Currently, I follow a course in modeling nonlinear engineering systems, where I encountered the topic of passivity in nonlinear systems. The following dynamics were given in an exercise:
$m\ddot{x} + \dot{x} + \dot{x}^7 = F$
I was asked to show that the input $F$ and the output $\dot{x}$ are a passive input-output pair. I understand that a system is passive if it is dissipative with respect to the supply rate s:
$s(t) = u^T(t)y(t) = F\dot{x}$
I also understand that the system is dissipative if we can find a (positive) storage function $S$ which satisfies
$S(x(t_1)) \leq S(x(t_0)) + \int_{t_0}^{t_1} s(t)dt$
Currently, I struggle with finding such a suitable storage function.

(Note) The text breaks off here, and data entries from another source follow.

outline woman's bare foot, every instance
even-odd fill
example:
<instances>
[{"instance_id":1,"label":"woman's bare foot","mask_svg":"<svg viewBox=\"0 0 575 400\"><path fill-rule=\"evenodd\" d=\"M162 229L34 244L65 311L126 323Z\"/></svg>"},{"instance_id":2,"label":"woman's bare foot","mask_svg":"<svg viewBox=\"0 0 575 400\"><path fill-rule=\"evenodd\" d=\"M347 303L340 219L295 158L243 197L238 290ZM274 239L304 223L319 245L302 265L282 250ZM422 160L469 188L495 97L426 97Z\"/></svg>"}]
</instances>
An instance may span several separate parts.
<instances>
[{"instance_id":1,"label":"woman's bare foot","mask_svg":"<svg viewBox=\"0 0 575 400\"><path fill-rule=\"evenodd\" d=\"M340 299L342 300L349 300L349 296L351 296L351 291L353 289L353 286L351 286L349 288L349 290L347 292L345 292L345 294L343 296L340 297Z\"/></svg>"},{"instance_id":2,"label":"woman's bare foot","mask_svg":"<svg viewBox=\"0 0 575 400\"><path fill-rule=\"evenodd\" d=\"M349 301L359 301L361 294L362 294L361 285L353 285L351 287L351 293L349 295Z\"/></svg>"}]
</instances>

I feel that I do not have the feeling yet for finding appropriate storage functions.
In my lecture notes, systems in the state-space form
$\dot{x} = f(x,u), \quad y=h(x,u)$
where primarily considered. Hence, I considered rewriting my dynamics as
$\begin{bmatrix}\dot{x_1} \\ \dot{x_2}\end{bmatrix} = \begin{bmatrix}x_2 \\ -\frac{1}{m}x_2 - \frac{1}{m}x_2^7\end{bmatrix} + \begin{bmatrix}0 \\ \frac{F}{m}\end{bmatrix}$
but this was not of any help for me yet. Can anyone help me in deriving some first clues for this problem?
$ \dot x (m \ddot x + \dot x + \dot x^7) = F \dot x$ or
$\frac{1}{2}m\frac{d}{dt}\dot x^2 + \dot x^2+\dot x^8 = F \dot x$ and now
$\frac{1}{2}m \dot x^2 + \phi(x,\dot x) = \int F \dot x dt$
Here
$\Phi(\dot x, x) = \frac{1}{2}m \dot x^2 + \phi(x,\dot x) \ge 0$